Additionally, the ARIA specification notes:

In some user agents, multiple reference relationships for descriptive information are not supported by the accessibility API. In such cases, if both aria-describedby and aria-details are provided on an element, aria-details takes precedence.

Regarding the current level of support with the tested screen readers, this situation did not arise. However, more testing should be conducted.

Breakdown of support
Example 1: JAWS 18 & 2018 + IE11, Firefox 63.0.1 and Chrome 70

No announcement of "details" made when navigating to the password field by virtual cursor.

Announces "Has details" when focusing password field via Tab key, or via form controls quick key.

When entering the list with the virtual cursor, JAWS announces "Entering Details".

When navigating to a list via the L key, there is no announcement of "Entering details", until navigating to the first list item (by virtual cursor or I key).

If navigating to a list's first item, via the I key, and without navigating to the list first, then there is no announcement of "Entering Details".

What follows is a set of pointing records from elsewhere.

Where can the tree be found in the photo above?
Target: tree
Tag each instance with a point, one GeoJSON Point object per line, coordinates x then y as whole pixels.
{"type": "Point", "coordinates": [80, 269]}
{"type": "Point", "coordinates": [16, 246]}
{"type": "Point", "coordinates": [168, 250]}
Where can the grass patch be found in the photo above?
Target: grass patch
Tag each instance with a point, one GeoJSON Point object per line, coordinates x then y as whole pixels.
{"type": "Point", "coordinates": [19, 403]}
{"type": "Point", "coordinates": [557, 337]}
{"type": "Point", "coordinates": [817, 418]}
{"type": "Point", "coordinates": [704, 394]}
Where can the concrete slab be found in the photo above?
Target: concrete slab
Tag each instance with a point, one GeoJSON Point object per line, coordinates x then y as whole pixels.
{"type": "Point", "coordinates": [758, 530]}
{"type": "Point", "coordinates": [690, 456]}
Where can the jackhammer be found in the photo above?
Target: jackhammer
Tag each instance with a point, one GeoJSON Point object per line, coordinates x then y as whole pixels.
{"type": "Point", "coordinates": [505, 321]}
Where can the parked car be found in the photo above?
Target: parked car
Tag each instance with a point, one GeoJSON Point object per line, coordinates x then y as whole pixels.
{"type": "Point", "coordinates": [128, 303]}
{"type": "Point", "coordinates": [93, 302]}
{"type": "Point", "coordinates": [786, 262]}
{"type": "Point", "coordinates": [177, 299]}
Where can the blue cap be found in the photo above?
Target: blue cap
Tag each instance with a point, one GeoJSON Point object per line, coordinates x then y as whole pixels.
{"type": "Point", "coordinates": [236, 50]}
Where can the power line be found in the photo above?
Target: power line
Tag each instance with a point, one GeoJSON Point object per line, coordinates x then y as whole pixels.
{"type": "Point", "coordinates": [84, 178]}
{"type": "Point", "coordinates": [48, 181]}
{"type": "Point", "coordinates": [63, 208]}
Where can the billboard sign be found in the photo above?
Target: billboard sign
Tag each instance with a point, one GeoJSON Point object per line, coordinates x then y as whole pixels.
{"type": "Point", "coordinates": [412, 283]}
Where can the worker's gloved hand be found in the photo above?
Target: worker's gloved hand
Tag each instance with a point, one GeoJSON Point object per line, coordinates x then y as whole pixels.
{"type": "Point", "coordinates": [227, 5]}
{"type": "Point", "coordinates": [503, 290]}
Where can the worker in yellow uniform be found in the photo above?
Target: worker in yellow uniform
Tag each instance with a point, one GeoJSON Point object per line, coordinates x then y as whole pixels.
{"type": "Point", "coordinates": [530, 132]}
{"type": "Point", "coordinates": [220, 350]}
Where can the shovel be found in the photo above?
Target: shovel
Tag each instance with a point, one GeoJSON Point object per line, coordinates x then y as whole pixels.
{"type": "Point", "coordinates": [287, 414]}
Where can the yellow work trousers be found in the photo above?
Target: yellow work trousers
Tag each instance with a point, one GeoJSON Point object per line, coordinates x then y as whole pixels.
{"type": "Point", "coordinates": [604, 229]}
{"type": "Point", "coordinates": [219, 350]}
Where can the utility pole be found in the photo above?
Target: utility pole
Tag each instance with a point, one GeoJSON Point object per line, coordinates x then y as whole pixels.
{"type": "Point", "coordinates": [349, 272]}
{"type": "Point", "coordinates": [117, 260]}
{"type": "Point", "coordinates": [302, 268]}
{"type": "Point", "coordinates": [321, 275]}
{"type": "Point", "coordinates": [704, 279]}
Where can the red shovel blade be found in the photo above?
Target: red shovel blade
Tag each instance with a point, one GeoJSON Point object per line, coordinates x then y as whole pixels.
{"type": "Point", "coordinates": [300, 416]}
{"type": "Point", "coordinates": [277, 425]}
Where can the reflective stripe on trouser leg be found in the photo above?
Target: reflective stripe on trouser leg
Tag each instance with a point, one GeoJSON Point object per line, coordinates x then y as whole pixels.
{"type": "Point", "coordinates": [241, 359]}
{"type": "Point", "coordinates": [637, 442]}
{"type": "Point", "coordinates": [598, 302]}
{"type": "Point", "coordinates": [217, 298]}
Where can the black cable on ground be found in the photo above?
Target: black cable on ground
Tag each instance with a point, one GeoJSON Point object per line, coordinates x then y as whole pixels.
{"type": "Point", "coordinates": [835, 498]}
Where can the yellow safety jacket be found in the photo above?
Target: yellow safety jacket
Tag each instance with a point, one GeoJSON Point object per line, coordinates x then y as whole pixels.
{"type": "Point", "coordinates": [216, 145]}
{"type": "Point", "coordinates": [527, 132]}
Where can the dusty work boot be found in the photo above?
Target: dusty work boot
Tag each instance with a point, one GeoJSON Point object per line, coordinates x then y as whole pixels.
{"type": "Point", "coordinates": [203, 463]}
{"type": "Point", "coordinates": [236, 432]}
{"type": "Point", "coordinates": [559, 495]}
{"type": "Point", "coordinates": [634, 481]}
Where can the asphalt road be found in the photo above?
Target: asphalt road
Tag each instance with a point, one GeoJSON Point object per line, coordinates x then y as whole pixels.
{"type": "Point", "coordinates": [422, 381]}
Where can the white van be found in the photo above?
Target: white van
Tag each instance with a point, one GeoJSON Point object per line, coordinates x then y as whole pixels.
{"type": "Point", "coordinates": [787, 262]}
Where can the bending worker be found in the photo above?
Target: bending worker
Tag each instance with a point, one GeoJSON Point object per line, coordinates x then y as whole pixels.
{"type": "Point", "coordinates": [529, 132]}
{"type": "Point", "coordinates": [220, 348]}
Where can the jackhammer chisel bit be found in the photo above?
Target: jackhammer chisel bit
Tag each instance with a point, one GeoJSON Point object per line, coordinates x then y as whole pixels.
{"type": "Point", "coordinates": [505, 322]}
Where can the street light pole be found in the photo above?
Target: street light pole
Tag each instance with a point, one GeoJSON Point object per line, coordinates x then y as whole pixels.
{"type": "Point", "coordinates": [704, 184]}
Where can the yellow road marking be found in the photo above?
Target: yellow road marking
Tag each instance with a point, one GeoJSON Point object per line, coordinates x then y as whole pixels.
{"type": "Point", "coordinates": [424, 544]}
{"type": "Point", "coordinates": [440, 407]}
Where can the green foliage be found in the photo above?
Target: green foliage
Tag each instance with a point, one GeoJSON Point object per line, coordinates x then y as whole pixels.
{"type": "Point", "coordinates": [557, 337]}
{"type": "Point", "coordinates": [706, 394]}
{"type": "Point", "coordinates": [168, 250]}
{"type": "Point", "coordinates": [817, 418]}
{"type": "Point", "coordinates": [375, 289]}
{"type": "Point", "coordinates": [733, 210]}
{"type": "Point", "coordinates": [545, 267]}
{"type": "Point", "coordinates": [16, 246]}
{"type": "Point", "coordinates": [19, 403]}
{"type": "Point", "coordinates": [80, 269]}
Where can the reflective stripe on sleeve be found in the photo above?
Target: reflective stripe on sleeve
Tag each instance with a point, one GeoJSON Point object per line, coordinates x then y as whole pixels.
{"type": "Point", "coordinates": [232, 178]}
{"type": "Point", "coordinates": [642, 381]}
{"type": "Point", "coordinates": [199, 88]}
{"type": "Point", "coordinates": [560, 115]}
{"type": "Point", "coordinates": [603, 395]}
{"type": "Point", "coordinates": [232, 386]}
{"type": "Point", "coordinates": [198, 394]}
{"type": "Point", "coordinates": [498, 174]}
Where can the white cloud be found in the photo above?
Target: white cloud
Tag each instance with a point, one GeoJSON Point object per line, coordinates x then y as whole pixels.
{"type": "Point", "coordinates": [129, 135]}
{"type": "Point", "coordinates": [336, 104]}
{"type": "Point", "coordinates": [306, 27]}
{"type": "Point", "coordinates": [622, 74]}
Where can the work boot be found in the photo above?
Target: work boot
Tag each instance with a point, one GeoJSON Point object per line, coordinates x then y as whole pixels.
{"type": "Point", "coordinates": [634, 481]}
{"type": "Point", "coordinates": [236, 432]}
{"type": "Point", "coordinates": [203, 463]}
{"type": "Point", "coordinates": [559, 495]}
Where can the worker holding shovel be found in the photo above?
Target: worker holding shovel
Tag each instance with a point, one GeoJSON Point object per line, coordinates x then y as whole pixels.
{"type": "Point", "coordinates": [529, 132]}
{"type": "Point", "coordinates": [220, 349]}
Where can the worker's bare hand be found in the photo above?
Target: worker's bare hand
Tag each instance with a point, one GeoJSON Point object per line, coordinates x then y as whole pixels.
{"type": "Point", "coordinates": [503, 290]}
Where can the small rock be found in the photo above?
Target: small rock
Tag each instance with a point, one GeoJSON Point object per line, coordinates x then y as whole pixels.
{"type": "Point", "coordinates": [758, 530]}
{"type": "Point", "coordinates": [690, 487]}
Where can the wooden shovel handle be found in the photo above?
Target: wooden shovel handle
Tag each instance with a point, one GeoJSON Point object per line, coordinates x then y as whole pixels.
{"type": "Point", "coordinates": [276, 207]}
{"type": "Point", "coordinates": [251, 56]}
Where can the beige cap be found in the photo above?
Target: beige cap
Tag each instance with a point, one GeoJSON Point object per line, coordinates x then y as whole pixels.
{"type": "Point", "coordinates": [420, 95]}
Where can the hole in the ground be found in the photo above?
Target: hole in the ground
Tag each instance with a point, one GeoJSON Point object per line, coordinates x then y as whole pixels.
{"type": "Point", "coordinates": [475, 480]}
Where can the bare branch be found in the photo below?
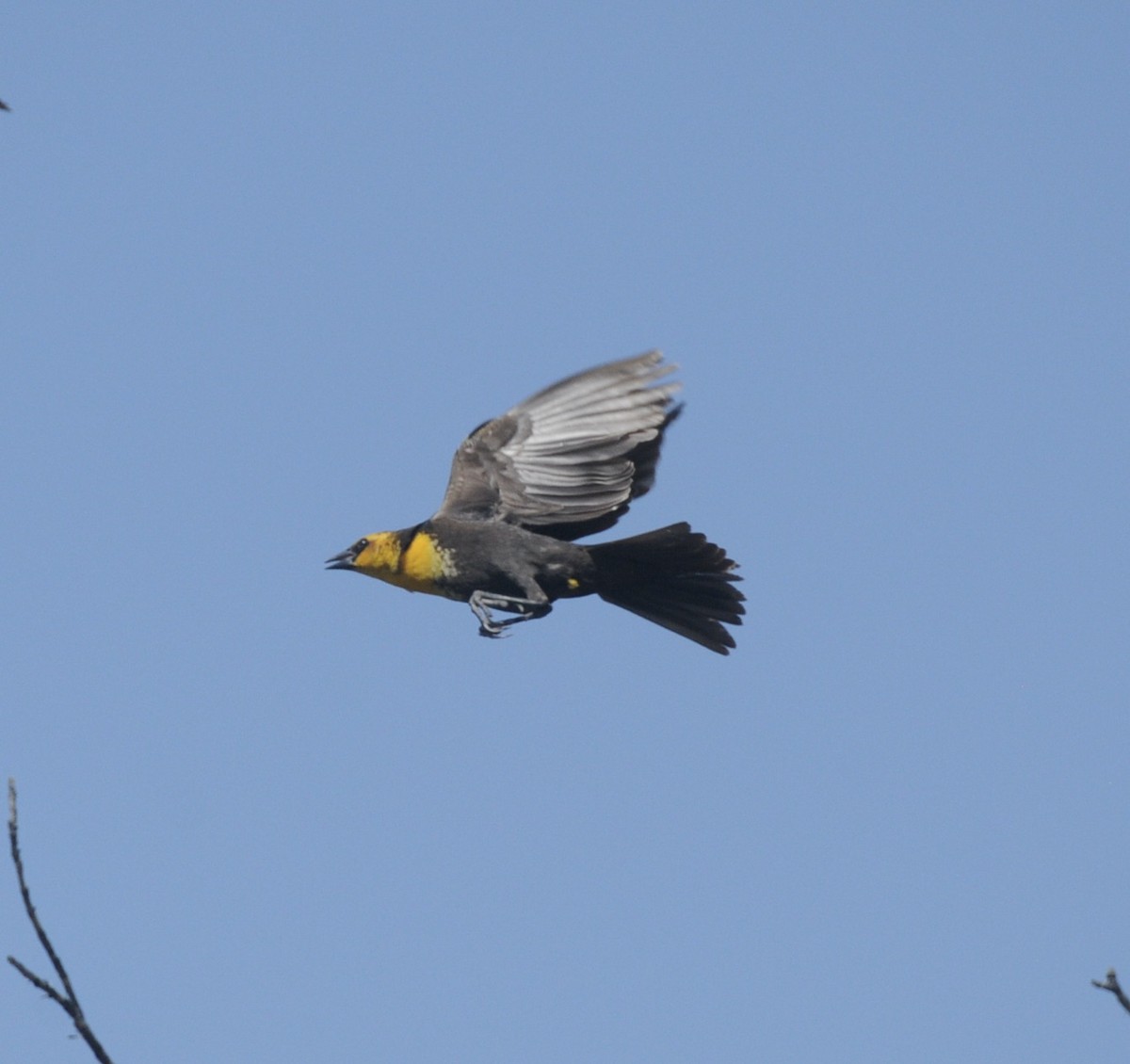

When existing the list with the virtual cursor, JAWS announces "Leaving".

Example 2: JAWS 2018 + IE11, Firefox 63.0.1 and Chrome 70

Announces "Has details" when navigating to graphic by use of virtual cursor or G quick key.

When navigating to the link, via virtual cursor or Tab key, the link's announcement will be accompanied by "Entering details".

If navigating by Tab key, directly from the password form control to the link, no announcement of "Entering details" will be made.

Example 1 & 2: NVDA + Firefox 63.0.1 and Chrome 70
Example 1 & 2: JAWS 2018 + Edge (latest)
Example 1 & 2: VoiceOver (macOS) + Safari 12
Example 1 & 2: VoiceOver (iOS) + Safari
Example 1 & 2: Windows Narrator
Example 1 & 2: TalkBack + Android Chrome & Firefox

Availability of aria-details is not announced.

Not enough details?

With the large gap in support across various different screen readers, and the current implementation with JAWS, aria-details won’t consistently, or meaningfully, provide the context for which its potential should allow.